I shook my head. Right then another piece of information about him crept out of my memory, another clue that would help me rediscover him. Crossing my legs in a sitting yoga pose, I asked, “Did you really kill a man in a room with nothing but an orange, a glass of water, and a toothpick?”
Cain’s eyes met mine. He laughed. His laugh sounded like a children’s choir singing, short little notes one right after the other.
He leaned toward me like he was going to tell me a secret. I could smell fresh mint as his breath brushed my face. “Ah, you must have seen that TV report about me.” Of course. I had seen a documentary on him a few months earlier. And if I remembered correctly, the reporter didn’t exactly praise him with flying colors. “Mostly garbage, some truth.” He paused, running his hand gently across his desk. “I like you, so I’ll tell you…it was a grapefruit…and three men.” He winked. Looking around my shoulder, he declared, “Alright, I’ll do it.”

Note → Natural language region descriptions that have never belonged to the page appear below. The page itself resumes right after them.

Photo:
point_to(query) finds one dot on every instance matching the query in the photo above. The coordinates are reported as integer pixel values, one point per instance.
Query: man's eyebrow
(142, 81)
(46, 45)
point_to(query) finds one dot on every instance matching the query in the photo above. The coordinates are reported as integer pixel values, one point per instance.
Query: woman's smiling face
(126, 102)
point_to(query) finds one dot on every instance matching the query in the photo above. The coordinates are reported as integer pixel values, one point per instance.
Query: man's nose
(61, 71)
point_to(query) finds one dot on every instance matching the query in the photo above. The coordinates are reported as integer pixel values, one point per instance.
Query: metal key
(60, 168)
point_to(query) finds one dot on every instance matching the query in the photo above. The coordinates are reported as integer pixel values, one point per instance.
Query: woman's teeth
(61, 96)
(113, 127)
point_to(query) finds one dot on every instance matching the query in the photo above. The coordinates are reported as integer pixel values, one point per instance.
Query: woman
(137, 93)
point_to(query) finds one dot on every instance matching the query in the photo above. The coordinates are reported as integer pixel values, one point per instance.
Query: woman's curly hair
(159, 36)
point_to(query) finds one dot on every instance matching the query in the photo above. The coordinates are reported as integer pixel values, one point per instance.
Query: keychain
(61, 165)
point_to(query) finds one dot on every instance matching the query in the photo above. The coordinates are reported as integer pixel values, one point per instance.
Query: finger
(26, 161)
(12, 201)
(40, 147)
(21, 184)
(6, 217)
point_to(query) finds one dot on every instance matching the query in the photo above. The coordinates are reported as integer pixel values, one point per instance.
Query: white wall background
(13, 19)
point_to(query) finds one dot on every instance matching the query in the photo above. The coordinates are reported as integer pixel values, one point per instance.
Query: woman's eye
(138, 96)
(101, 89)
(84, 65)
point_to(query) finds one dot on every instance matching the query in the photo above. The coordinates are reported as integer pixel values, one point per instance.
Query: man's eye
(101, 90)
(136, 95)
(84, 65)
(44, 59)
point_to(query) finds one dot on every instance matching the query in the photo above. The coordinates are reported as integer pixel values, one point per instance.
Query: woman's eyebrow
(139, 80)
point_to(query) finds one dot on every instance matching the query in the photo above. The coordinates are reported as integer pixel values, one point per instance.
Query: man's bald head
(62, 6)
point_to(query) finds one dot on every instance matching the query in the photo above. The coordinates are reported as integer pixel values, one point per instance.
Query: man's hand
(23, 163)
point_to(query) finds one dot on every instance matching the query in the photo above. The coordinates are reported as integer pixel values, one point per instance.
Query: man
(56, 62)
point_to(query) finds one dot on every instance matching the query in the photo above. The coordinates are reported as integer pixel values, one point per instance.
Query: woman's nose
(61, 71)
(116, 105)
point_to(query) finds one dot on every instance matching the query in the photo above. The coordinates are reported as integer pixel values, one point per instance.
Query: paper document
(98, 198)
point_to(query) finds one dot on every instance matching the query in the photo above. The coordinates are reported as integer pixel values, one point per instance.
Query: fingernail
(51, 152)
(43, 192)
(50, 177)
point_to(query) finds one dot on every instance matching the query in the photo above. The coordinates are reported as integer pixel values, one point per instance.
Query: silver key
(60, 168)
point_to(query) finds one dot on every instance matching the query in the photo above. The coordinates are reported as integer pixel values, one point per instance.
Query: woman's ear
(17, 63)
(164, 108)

Mom thanked Cain for his understanding, but as the words fell from her lips, she gestured for me to back away from him and stand beside her. I could see Jordyn roll her eyes from across the room. She must not have gotten the message about leaving my mom alone. “Why don’t you want to help us? What did we do to you?”
“It’s nothing personal, just worried about how we are going to get THESE two across the border,” she pointed to Bo and Mom, “without getting ourselves killed in the process.” After looking them over once more, she sighed. “I have my work cut out for me. I hope nobody here has an aversion to dressing down.”
Cain smiled. “That’s why you’re the best, Jordyn. Get them dressed and ready…we’re leaving at first light. I need them ready to run out the door the minute I say so. Oh and you…” He pointed at Bo, then at the money on the floor. “Pick that up.”